The business computing division of Ferranti was merged with International Computers and Tabulators (ICT) in 1963, and ICT was in turn merged with English Electric Leo Marconi (EELM) computers in 1968 to form International Computers Limited (ICL). Following the mergers Felton ran the division responsible for the operating system and basic software for the 1900 Series. The new system was named George, (Note: In "Another ICL Anthology" George Felton explains the origin of the name as follows:
"About January 1965, there was a meeting in my office, while I was away abroad, discussing different ways of allotting functions between the proposed operating system and Executive. Scheme A was discussed and rejected. Scheme B ditto. And Schemes C, D, E and F were also discarded in quick succession. When Scheme G came up, everybody was happy, and it was decided to adopt it. The "GEneral ORGanisational Environment' was also quickly formulated as the official expansion of the acronym. But the name 'GEORGE' was in any case a natural choice: it had echoes of aircraft autopilots; it was a bit of fun; and I certainly wasn't going to object".) was based on ideas from the Orion and the spooling system of the Atlas computer.

== Personal life ==

Felton was also a notable photographer.
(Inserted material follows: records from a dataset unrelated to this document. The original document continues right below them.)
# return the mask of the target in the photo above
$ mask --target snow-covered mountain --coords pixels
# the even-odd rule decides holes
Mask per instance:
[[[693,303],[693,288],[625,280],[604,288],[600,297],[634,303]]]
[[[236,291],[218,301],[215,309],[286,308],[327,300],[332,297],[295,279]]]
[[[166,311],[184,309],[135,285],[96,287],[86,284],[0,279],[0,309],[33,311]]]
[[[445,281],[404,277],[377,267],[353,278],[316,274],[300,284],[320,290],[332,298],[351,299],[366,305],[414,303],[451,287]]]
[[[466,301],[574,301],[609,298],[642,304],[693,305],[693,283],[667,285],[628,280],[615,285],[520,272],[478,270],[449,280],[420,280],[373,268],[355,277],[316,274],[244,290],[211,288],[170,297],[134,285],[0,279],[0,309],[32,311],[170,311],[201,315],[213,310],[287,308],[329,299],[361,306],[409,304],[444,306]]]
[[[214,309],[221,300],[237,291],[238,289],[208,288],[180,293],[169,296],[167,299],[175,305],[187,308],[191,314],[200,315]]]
He was a member of the Royal Photographic Society and had regular acceptances in its International Print Exhibition. Examples of his work can be found online at the London Salon of Photography and at Arena Photographers.

He married Ruth A. R. Holt in Cambridge, 1951, and they had 4 sons. One of their sons, Matthew Felton, moved to the United States and became one of the designers of the Microsoft Windows NT operating system. Another son, Eric Felton, worked at ICL on CASE (Computer-Aided Software Engineering) tools.

Felton died in June 2019 at the age of 98.

== Titles, honours, and awards ==

- Fellow of the British Computer Society.
- Fujitsu Gold Medal for Computing
- Fellow of the Royal Photographic Society.